The federal government, including the CMS, has an ability to dictate what the standard minimum formulary recommendations need to be. This has resulted in some products having forced inclusion on a Medicare Part D formulary, while others have been excluded. The federal government applied a list of medications that are excluded from being covered under Medicare Part D (Table I), while at the same time mandating that plans substantially cover all the medications in six classes listed in Table II. This results in the federal government, either through legislation or CMS’s regulations, having a primary role in the determination of access to certain drugs within Part D plans. Changes in this area can only occur through political pressure being applied through national associations such as the American Geriatrics Society to assure that appropriate access to medications is available given the regulations in effect.

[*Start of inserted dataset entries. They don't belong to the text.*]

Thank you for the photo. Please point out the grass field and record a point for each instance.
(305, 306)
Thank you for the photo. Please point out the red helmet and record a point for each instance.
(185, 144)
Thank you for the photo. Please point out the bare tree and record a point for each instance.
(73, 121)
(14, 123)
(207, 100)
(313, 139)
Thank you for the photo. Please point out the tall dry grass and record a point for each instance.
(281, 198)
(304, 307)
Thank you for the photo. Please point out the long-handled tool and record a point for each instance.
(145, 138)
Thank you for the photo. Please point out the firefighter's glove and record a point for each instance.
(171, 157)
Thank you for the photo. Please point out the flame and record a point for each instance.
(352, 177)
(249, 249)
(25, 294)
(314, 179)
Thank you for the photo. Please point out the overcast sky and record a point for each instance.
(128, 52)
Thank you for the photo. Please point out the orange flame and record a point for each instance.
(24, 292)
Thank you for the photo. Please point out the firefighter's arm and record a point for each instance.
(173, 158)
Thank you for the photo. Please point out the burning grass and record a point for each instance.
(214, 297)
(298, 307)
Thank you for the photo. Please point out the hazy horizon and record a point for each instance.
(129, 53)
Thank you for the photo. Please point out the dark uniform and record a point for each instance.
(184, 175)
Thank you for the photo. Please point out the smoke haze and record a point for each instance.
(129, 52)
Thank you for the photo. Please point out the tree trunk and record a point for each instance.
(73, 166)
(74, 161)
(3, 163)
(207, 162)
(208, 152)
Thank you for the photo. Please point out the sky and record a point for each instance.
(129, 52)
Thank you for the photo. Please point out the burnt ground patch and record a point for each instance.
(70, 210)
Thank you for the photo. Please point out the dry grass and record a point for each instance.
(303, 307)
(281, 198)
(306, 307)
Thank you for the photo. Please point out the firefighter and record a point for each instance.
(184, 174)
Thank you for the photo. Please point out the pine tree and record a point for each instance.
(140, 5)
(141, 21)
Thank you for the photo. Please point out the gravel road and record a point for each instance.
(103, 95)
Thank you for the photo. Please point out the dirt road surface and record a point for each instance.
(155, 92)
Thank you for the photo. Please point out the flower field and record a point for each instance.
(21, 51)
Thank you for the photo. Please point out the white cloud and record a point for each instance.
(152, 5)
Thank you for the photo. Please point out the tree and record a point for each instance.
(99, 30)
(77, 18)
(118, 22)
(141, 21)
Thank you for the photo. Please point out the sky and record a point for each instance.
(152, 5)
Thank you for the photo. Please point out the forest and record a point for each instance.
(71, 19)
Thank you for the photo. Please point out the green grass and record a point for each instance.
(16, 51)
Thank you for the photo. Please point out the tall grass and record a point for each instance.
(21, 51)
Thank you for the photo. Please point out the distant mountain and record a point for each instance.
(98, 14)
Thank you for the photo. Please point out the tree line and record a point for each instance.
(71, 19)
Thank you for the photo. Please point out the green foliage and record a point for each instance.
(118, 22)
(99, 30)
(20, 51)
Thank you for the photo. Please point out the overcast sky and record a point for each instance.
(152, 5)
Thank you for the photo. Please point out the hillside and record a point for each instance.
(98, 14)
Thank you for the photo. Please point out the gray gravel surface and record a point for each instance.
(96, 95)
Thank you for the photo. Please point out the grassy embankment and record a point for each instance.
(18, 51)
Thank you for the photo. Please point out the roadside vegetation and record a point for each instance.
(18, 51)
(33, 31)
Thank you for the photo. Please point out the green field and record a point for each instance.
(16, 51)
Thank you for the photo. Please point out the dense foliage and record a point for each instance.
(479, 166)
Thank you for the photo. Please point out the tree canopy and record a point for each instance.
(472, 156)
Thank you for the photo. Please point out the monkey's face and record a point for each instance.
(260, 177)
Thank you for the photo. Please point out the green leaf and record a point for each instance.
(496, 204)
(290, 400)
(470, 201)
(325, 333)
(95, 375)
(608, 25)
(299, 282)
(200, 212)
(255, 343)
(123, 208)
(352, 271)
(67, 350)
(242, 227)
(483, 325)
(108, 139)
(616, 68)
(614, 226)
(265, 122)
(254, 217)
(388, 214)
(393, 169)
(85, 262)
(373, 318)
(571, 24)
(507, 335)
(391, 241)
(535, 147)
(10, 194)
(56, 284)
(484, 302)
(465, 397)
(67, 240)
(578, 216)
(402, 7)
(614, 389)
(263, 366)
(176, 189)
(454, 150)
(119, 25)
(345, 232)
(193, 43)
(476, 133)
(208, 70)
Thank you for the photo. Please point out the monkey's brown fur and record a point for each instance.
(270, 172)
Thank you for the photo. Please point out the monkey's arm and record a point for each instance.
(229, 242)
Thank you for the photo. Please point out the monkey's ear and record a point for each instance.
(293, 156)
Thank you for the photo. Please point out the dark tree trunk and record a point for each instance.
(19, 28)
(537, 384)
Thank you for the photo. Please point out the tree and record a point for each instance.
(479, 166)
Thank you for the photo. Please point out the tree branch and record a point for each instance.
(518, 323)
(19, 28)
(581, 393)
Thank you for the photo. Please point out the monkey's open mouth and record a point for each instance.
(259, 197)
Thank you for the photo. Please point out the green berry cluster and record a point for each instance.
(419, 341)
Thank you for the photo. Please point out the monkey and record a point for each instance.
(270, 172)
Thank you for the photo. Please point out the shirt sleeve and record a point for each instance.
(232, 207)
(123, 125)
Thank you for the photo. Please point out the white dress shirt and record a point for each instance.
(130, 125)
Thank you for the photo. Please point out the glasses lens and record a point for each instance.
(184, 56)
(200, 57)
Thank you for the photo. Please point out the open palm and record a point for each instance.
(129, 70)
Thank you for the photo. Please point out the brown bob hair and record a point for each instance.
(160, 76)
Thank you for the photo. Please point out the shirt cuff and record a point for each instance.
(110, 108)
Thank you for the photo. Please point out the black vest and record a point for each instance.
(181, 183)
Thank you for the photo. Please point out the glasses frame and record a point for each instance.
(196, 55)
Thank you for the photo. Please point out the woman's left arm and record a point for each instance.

As we move toward ePrescribing, it is likely that pharmacy management tools used by prescription plans will become stricter. Envision that at the time a prescription is written, the prescribing physician must answer specific questions to ensure that criteria dictated by the prescription plan are met before a medication can be dispensed. This could happen in a much more efficient and effective manner than what currently occurs when the same pharmacy management tools are applied well after the prescription is written. Through ePrescribing, prescription plans will have a much greater influence than they do today in the determination of the specific medication that is dispensed.
Physicians—especially those caring for older adults within LTC facilities—will need to become very involved in this evolving process to assure that physicians maintain their role in the practice of medicine and to ensure that prescribing does not move inappropriately beyond them to untrained administrators who may not have the same motivation to deliver high quality and effective medical care. Physicians can do this by being active in prescription drug plan P&T Committees, as well as by developing collaborative relationships with consultant pharmacists to ensure that all medically necessary prescriptions are available to all older adults, and especially to the frail elderly who reside in LTC facilities.